Prince doesn’t stay within the safety of the disco ball’s glittering glow, either. “Head,” the moving saga of a man who receives oral sex from a woman who is on the way to her own wedding (“I came on your wedding gown”), is R&B, while “Sister” shows that Prince had been listening closely to the Nick Lowe/Dave Edmonds roots-rock movement…though those guys never wrote about incest. “When You Were Mine” is a peppy number about the end of a ménage à trois that was covered most famously by Cindy Lauper on her debut and most obscurely by guys I vaguely remember from my first years in Seattle, Hi-Fi (on their 1983 release, Moods for Mallards).

Dirty Mind is the first Prince album that demands to be played loud. Now this is what I call sweatin’ to the oldies.

What I was doing at 22: The only thing I’m going to mention is that in the year I turned 22, I saw an amazing performance by Harlan Ellison. First he and his typewriter spent the afternoon in the window of the Avenue Victor Hugo bookstore on Boylston Street in Boston, writing a complete short story. That evening he gave a talk at MIT that lasted almost four hours (about the length of a Springsteen concert) and was never less than riveting. It went on so long that the buses stopped running and I had to walk four miles back to my apartment. I kept thinking, I could do that! I haven’t – but I’m still game to try.
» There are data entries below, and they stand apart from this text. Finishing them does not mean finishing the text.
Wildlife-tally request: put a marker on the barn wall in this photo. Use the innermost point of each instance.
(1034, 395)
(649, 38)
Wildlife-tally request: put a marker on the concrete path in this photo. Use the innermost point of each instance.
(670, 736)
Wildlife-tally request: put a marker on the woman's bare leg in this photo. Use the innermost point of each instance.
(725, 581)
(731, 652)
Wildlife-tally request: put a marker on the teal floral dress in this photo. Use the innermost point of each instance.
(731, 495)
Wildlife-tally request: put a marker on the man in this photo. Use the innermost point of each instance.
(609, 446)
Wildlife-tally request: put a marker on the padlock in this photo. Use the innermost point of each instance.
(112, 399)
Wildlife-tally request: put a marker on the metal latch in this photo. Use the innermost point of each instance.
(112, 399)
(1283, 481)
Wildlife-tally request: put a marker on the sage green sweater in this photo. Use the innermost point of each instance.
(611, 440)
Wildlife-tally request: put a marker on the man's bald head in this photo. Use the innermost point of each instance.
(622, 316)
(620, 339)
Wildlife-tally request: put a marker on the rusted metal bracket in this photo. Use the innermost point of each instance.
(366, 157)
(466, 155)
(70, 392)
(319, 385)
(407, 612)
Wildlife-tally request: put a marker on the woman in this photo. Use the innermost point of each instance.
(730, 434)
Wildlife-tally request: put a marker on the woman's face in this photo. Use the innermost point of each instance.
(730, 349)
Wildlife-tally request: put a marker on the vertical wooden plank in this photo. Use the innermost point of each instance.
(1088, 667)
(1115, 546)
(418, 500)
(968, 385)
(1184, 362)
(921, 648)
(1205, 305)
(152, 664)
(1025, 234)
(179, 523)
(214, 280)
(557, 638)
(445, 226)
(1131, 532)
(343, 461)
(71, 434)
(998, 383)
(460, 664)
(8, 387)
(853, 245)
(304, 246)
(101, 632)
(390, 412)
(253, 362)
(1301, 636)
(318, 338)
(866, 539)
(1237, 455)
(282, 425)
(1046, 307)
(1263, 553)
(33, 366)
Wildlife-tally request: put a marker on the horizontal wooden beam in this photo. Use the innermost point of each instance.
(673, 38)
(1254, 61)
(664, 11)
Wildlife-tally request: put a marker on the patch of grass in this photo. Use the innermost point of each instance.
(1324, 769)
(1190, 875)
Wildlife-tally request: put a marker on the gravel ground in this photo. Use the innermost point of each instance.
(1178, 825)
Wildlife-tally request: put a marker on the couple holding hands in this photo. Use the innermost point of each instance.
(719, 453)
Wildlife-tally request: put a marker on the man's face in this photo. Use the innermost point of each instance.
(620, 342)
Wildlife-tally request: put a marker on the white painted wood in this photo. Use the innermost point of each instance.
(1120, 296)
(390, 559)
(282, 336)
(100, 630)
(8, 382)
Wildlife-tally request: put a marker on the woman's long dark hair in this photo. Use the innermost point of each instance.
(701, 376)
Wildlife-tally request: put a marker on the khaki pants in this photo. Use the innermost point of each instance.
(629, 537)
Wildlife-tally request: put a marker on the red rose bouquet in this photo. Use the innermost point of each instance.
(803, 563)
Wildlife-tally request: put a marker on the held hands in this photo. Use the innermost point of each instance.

Rolling Stone’s best albums of 1980:

Winner:
London Calling – The Clash

Runners-up:
The River – Bruce Springsteen
Remain in Light – Talking Heads
Doc At the Radar Station – Captain Beefheart & The Magic Band
Le Chat Bleu – Mink De Ville

Random Pick of the Day
Killing Joke, Wardance (1980)
This album scared me in 1980. It was murky and nihilistic. It made their cousins, Gang of Four, sound about as scary as the Partridge Family. Thirty-four years later, it seems clear and crisp. Killing Joke is in complete control. I’d buy Wardance just for one song, “Requiem.”